"É pacífico aqui, não é?", perguntou Valéria.
Ela parou ao lado do lago, examinando suas unhas bem-feitas.
Ela parecia impecável. Intocada. Uma boneca de porcelana em um mundo de vidro quebrado.
Eu não respondi.
"Dante está tão preocupado comigo", ela continuou, sua voz escorrendo falsa preocupação. "Ele não saiu do meu lado. Ele até trocou meus curativos."
"Que bom", eu disse, observando um peixe nadar em círculos preguiçosos.
"Ele se sente responsável por mim", disse ela, virando-se para mim. "Por causa do meu marido. Porque ele não conseguiu salvá-lo."
Eu olhei para ela então.
"E ele te salvou desta vez", eu disse. "Para equilibrar as contas."
Ela sorriu, um sorriso afiado e predatório.
"Ele sempre vai me salvar, Siena. Você é apenas... a obrigação. O contrato Vitalle."
Ela tirou o celular do bolso.
"Eu ia tirar uma selfie para ele", disse ela, segurando-o sobre a água. "Para mostrar que estou me sentindo melhor."
Ela se atrapalhou.
Seus dedos se abriram. Não foi um deslize; foi uma soltura. Foi uma atrapalhada desajeitada e teatral.
"Ops", disse ela.
O telefone caiu na água e afundou.
"Ah, não! Minhas fotos!"
Ela olhou para mim, seus olhos brilhando com malícia.
Então, ela subiu na borda de mármore escorregadia.
Eu observei, fascinada pela performance.
Ela se inclinou, fingindo alcançar o telefone, e então jogou seu peso para frente.
Splash.
Ela atingiu a água com um grito que poderia quebrar vidro.
"Socorro! Eu não sei nadar! Socorro!"
Ela estava em pé na água que batia na cintura, agitando os braços como um pássaro moribundo.
"Dante!", ela gritou.
Ele apareceu instantaneamente, saindo das portas do pátio como um demônio invocado por um ritual de sangue.
Ele não percebeu a profundidade da água.
Ele não viu o fato de que ela estava claramente flutuando.
Ele a viu em perigo, e a lógica foi extinta.
Ele mergulhou, arruinando seu terno sob medida, e a pegou nos braços.
Ele a carregou até a borda, encharcado, seu rosto uma máscara de pânico.
"Você está bem? Engoliu água?", ele exigiu, afastando o cabelo molhado do rosto dela.
Valéria tossiu, um som delicado e encenado.
"Ela... ela me empurrou", ela soluçou, apontando um dedo trêmulo para mim.
Eu continuei sentada no banco, imóvel.
A cabeça de Dante se virou bruscamente em minha direção.
O olhar em seus olhos não era apenas raiva. Era ódio.

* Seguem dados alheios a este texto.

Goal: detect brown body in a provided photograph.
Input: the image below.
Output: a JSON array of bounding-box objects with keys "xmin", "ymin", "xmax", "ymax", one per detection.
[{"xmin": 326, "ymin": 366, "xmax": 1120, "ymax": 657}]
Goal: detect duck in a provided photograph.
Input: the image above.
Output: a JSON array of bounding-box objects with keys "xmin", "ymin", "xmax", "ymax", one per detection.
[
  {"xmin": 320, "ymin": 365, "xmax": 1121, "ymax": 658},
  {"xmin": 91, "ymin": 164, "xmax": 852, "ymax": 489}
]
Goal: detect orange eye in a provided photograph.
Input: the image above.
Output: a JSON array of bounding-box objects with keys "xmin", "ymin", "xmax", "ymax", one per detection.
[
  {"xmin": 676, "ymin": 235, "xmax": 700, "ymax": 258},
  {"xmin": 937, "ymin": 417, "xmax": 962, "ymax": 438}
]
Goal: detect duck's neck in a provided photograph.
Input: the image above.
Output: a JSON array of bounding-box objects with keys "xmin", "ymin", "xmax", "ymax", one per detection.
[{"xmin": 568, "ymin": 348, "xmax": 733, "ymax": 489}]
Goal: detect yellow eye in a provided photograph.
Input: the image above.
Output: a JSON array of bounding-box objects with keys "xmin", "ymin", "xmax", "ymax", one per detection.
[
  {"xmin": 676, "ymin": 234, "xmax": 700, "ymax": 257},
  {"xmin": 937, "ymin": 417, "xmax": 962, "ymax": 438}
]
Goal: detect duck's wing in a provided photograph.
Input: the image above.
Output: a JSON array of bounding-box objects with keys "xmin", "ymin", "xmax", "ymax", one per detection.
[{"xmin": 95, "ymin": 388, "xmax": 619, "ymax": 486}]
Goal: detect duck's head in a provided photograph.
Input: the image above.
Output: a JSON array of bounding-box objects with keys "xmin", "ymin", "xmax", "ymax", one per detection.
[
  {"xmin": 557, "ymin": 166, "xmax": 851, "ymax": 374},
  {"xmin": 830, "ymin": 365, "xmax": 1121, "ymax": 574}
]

"Você a empurrou?", ele rosnou, sua voz baixa e perigosa.
Levantei-me, gemendo quando minhas costelas protestaram.
"Ela pulou, Dante. A água tem menos de um metro de profundidade."
"Mentirosa!", ele rugiu.
Ele colocou Valéria gentilmente na grama e marchou em minha direção.
Ele era uma tempestade de violência, encharcado e aterrorizante.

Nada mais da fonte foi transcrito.